I will not go gently into the night.

I take another step—and my vision turns bright green.

The sound that follows is growing familiar. Lightning.

Not just any lightning, either.

Marie’s lightning.

I’m half-ready to stab the origin of the skill when an even more familiar voice graces my ears.

“You do not know how much I gave up to be here,” Sierra grumbles. I don’t look, but I hear the intake of breath when she realizes my current state. “Evelyn…”

“I’m alive,” I say, finally swiveling my head to look at her, irrationally worried like she’ll disappear if I stare her head on.

It’s her. She’s really here.

She came back for me.

Sierra holds up her wrists, revealing two dull brass rings around each of them. They glow dimly with some magic that I can’t identify. “This probably means nothing to you, but… alright, it doesn’t. You need medical attention.”

“I don’t suppose your aunt will be willing to bring us back out?” I ask her.

Sierra laughs, a short, harsh sound with no humor to it. “Of course not. Trial by adversity, she claims.”

“Then—“

The tree cuts me off. Branches explode from the ground underneath us, crawling up our legs and pulling, trying to sink us under the muddy earth.

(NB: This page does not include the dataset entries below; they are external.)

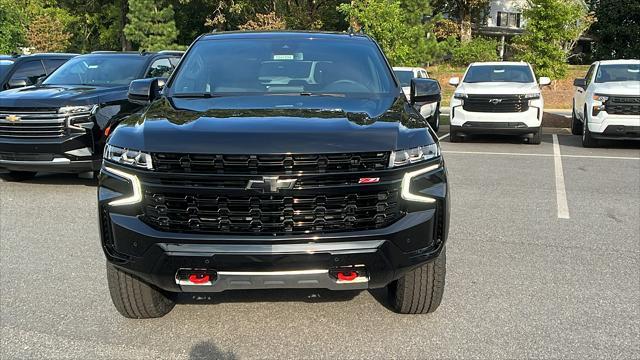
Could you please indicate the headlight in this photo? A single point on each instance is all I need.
(599, 97)
(411, 156)
(128, 157)
(77, 109)
(78, 116)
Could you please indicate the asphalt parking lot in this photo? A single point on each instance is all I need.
(534, 270)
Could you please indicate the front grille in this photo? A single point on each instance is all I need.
(31, 123)
(270, 164)
(623, 105)
(261, 214)
(496, 103)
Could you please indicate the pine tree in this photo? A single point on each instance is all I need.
(151, 26)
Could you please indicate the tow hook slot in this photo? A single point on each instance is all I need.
(349, 274)
(196, 277)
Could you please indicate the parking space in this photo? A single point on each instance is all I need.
(521, 281)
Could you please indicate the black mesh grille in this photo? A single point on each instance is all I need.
(623, 105)
(271, 213)
(269, 164)
(496, 103)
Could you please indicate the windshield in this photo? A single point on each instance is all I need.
(618, 72)
(282, 66)
(99, 70)
(499, 73)
(5, 65)
(404, 76)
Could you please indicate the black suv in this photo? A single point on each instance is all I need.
(19, 71)
(275, 160)
(60, 125)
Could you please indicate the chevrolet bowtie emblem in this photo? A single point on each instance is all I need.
(271, 184)
(12, 118)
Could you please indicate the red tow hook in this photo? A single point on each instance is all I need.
(199, 278)
(347, 275)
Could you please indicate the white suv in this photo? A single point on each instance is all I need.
(430, 111)
(608, 101)
(497, 98)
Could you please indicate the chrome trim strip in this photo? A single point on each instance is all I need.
(308, 248)
(296, 279)
(56, 161)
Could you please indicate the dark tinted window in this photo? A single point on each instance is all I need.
(98, 70)
(499, 73)
(404, 76)
(52, 64)
(618, 72)
(29, 71)
(294, 66)
(5, 65)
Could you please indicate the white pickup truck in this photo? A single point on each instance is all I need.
(606, 103)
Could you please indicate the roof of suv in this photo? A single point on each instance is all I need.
(621, 61)
(280, 34)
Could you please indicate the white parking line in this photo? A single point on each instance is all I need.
(561, 194)
(443, 136)
(541, 155)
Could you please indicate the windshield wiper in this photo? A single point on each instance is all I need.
(196, 95)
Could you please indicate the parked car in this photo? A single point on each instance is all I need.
(430, 111)
(497, 98)
(606, 103)
(235, 178)
(61, 124)
(24, 70)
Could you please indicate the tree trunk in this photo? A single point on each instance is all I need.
(124, 43)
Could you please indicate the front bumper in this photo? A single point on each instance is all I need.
(267, 261)
(68, 154)
(496, 123)
(614, 127)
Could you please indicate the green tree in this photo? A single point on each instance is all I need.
(551, 31)
(13, 26)
(465, 12)
(151, 26)
(617, 30)
(399, 31)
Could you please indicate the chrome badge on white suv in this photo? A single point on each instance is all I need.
(497, 98)
(606, 103)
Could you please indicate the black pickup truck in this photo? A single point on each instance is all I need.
(275, 160)
(60, 124)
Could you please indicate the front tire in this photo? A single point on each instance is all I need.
(19, 175)
(134, 298)
(420, 290)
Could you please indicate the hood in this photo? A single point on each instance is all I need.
(61, 95)
(274, 125)
(631, 88)
(498, 88)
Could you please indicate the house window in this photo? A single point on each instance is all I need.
(507, 19)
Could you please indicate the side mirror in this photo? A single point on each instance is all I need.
(580, 83)
(144, 91)
(16, 83)
(544, 81)
(424, 91)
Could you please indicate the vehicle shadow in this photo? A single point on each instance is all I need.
(576, 141)
(56, 179)
(269, 295)
(207, 350)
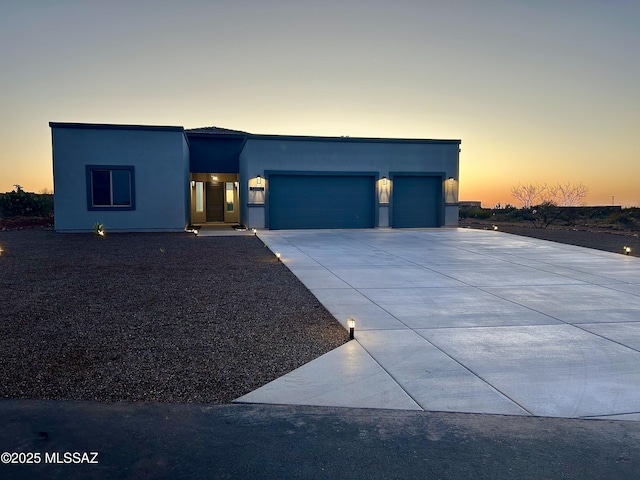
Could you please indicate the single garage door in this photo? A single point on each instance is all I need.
(416, 202)
(321, 201)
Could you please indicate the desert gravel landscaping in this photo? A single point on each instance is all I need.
(163, 317)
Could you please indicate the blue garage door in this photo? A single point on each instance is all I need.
(416, 202)
(321, 201)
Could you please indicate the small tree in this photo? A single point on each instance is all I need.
(568, 194)
(529, 194)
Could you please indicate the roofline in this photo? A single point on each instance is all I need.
(109, 126)
(351, 139)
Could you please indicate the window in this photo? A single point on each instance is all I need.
(110, 188)
(199, 197)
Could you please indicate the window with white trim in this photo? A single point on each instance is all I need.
(110, 188)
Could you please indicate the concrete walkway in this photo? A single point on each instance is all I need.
(462, 320)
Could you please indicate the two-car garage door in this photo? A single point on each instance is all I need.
(349, 201)
(321, 201)
(416, 201)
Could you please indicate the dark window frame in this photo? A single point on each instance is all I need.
(111, 206)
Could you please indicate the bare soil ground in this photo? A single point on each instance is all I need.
(168, 317)
(151, 317)
(590, 237)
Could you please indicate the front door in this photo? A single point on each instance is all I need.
(215, 202)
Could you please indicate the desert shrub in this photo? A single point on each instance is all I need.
(25, 204)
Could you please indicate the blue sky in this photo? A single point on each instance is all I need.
(538, 91)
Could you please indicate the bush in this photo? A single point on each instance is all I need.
(25, 204)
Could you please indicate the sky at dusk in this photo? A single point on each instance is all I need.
(538, 91)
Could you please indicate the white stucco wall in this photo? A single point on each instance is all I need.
(262, 154)
(160, 157)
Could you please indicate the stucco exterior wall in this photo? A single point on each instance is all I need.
(160, 157)
(262, 154)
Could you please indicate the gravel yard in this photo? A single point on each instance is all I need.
(165, 317)
(151, 317)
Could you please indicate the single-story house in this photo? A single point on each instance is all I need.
(166, 178)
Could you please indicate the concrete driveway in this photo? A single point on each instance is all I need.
(464, 320)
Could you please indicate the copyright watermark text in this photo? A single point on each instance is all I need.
(49, 457)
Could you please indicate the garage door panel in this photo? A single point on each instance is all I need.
(416, 202)
(321, 201)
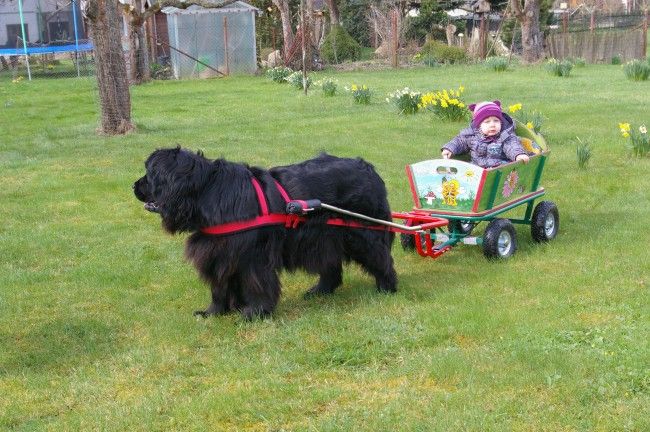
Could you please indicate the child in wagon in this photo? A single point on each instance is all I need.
(490, 139)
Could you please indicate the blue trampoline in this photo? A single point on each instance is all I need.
(47, 49)
(75, 45)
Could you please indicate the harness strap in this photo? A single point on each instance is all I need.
(260, 196)
(283, 192)
(288, 220)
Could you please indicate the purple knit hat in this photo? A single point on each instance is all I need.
(483, 110)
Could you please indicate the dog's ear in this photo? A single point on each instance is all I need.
(179, 177)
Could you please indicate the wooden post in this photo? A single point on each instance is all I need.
(565, 26)
(645, 32)
(225, 44)
(395, 44)
(482, 39)
(303, 33)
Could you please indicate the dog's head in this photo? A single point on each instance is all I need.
(171, 186)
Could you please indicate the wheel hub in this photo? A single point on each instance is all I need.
(549, 225)
(505, 243)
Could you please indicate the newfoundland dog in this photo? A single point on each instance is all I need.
(194, 194)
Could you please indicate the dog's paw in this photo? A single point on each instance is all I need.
(251, 313)
(202, 313)
(317, 290)
(213, 309)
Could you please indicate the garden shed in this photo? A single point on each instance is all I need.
(203, 41)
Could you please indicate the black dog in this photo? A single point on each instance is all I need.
(191, 192)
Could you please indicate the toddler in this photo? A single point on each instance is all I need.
(490, 139)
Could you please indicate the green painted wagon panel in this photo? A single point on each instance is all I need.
(456, 187)
(509, 182)
(445, 184)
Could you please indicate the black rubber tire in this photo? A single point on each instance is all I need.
(461, 226)
(407, 241)
(545, 222)
(499, 239)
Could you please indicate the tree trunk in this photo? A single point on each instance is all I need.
(335, 16)
(285, 16)
(115, 101)
(531, 37)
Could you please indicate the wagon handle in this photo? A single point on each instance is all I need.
(305, 206)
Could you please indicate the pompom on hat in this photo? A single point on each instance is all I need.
(483, 110)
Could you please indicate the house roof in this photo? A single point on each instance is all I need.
(220, 6)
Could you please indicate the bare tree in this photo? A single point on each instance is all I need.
(285, 16)
(104, 20)
(335, 16)
(531, 37)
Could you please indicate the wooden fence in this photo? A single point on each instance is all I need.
(597, 46)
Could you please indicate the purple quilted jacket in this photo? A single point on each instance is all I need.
(488, 152)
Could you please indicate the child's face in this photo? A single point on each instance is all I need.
(491, 126)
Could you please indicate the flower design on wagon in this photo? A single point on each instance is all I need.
(430, 196)
(510, 185)
(450, 190)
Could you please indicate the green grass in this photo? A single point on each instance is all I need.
(96, 330)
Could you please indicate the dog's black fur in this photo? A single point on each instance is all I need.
(191, 192)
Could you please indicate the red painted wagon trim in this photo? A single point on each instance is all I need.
(416, 199)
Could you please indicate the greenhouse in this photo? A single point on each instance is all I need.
(208, 42)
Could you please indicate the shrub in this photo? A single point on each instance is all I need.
(360, 94)
(583, 152)
(279, 74)
(446, 104)
(532, 120)
(497, 64)
(639, 138)
(264, 53)
(339, 46)
(579, 62)
(328, 85)
(442, 53)
(295, 79)
(559, 68)
(637, 70)
(160, 71)
(405, 100)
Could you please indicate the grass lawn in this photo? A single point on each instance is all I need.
(96, 325)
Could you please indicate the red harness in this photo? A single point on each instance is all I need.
(266, 218)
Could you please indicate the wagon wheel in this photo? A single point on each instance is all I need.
(499, 239)
(461, 226)
(545, 222)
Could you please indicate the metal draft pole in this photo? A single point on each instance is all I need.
(22, 28)
(76, 36)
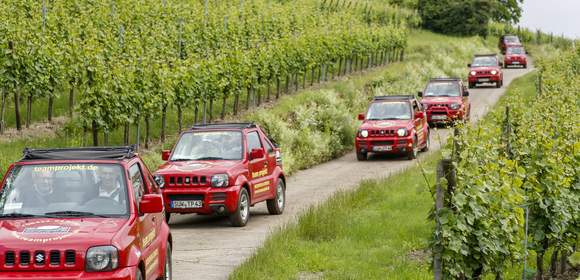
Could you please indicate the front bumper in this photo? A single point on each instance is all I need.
(126, 273)
(384, 145)
(214, 200)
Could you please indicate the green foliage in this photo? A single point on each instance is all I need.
(529, 160)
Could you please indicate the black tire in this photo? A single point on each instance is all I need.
(428, 142)
(242, 215)
(413, 153)
(139, 274)
(168, 267)
(276, 206)
(360, 156)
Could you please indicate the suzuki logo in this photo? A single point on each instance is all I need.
(39, 258)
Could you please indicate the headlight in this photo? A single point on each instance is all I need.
(219, 180)
(159, 180)
(102, 258)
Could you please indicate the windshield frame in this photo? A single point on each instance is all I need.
(242, 143)
(123, 180)
(409, 107)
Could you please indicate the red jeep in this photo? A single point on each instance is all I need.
(223, 169)
(507, 41)
(515, 56)
(86, 213)
(485, 68)
(394, 124)
(445, 100)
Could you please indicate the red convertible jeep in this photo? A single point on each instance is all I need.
(485, 68)
(515, 56)
(445, 100)
(507, 41)
(223, 169)
(393, 124)
(87, 213)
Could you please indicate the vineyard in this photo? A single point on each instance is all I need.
(511, 188)
(122, 62)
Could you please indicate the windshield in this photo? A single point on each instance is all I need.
(389, 111)
(512, 40)
(515, 51)
(65, 190)
(484, 61)
(442, 89)
(209, 145)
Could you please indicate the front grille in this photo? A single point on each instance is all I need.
(24, 257)
(218, 196)
(54, 257)
(185, 181)
(69, 257)
(10, 258)
(383, 143)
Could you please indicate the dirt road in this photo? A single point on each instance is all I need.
(208, 248)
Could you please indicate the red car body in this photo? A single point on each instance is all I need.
(380, 136)
(488, 72)
(55, 248)
(445, 109)
(515, 56)
(507, 41)
(258, 173)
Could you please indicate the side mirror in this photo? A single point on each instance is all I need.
(165, 155)
(151, 203)
(256, 153)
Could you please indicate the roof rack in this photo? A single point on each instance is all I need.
(240, 125)
(393, 97)
(96, 153)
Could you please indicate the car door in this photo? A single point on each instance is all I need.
(149, 224)
(258, 168)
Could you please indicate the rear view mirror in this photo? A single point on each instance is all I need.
(256, 153)
(165, 155)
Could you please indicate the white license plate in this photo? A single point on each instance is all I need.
(382, 148)
(186, 204)
(438, 117)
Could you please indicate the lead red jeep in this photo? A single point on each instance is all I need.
(87, 213)
(445, 100)
(485, 68)
(223, 169)
(395, 124)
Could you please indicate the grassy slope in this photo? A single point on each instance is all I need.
(379, 231)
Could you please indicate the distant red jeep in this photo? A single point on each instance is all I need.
(485, 68)
(445, 100)
(394, 124)
(515, 56)
(507, 41)
(223, 169)
(87, 213)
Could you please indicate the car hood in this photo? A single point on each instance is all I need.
(172, 167)
(485, 68)
(385, 124)
(441, 99)
(66, 232)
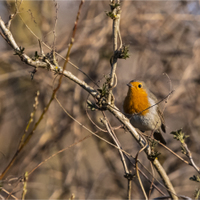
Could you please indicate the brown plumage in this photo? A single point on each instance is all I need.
(140, 106)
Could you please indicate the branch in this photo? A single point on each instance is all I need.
(115, 111)
(46, 64)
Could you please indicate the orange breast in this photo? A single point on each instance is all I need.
(136, 102)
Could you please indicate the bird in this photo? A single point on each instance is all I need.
(140, 106)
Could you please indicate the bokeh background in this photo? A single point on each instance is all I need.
(164, 44)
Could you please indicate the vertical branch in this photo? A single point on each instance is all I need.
(115, 15)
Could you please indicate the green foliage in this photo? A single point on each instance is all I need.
(123, 53)
(20, 51)
(195, 178)
(179, 135)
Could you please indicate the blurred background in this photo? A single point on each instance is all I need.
(164, 44)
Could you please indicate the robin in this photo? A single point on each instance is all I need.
(140, 106)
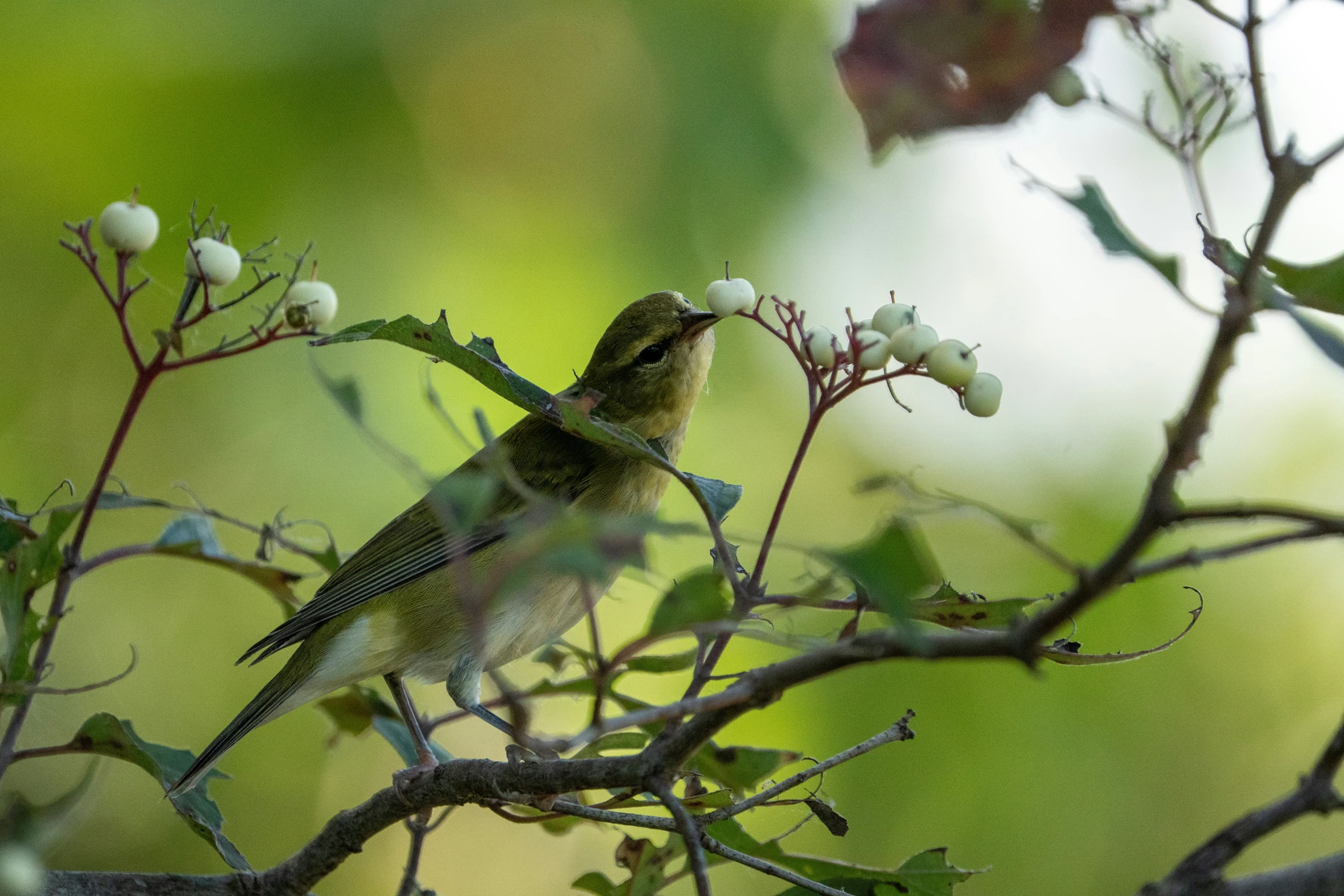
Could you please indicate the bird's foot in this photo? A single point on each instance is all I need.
(518, 754)
(405, 777)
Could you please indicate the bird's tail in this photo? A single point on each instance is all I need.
(264, 707)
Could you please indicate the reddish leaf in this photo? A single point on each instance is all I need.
(918, 66)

Sierra reacts instantly. Blue magic surges forth from her hands, and the sheer force of her spell shatters the wood holding onto us. A platform forms under us, and we rise together, avoiding the initial onslaught.

She’s looked better. Sierra looks like she hasn’t slept in days, though I know for a fact she was passed out just minutes ago. Her fancy clothes are muddy and torn, and she’s bleeding.

And she’s the most beautiful thing I’ve ever seen.

“I need to kill the tree,” I tell her.

“Then let’s get you to it,” she says, not even bothering to suggest the idea of running. She knows me well enough by now to know that’ll just be a waste of breath.

Sure, I would’ve preferred to evacuate moments ago, but with Sierra on my side, I stand a chance. I still have a fiery package I’d like to deliver.

“Can you break open a path?” I ask. “I can’t attack from range. My skill’s run out of power.”

Sierra raises an eyebrow, then chuckles. “Of course you’d set yourself on fire. Of course.”

“Can you do it?”

“Of course I can,” she says. “I’ll carve you a way.”

She brings her hands together, taking in a deep breath and closing her eyes. Blue light surrounds her as she inhales, coalescing behind one of her closed eyelids.

“Ah, gods damn it all,” she curses, whispering just quietly enough that I don’t think she intends for me to hear it. “Why’d you have to go and steal my heart?”

When she opens her eyes, one is bright blue, reflecting the magic she’s been wielding.

The other is the crimson of a raging fire.

“Magic is about balance,” she says, her voice ever so slightly unstable, as if any moment she might break down into crazed fervor. “I showed you the Blue Mage. The give and the take. Now, though I’ll pay for it, I’ll show you another way. Light balancing dark, water balancing fire. Polar opposites.

She raises her left hand, and twin streams of pure darkness and blinding white light explode forward, annihilating everything in their path.

“Behold,” she says with a sense of finality, “Sierra Jade, the Red Mage.”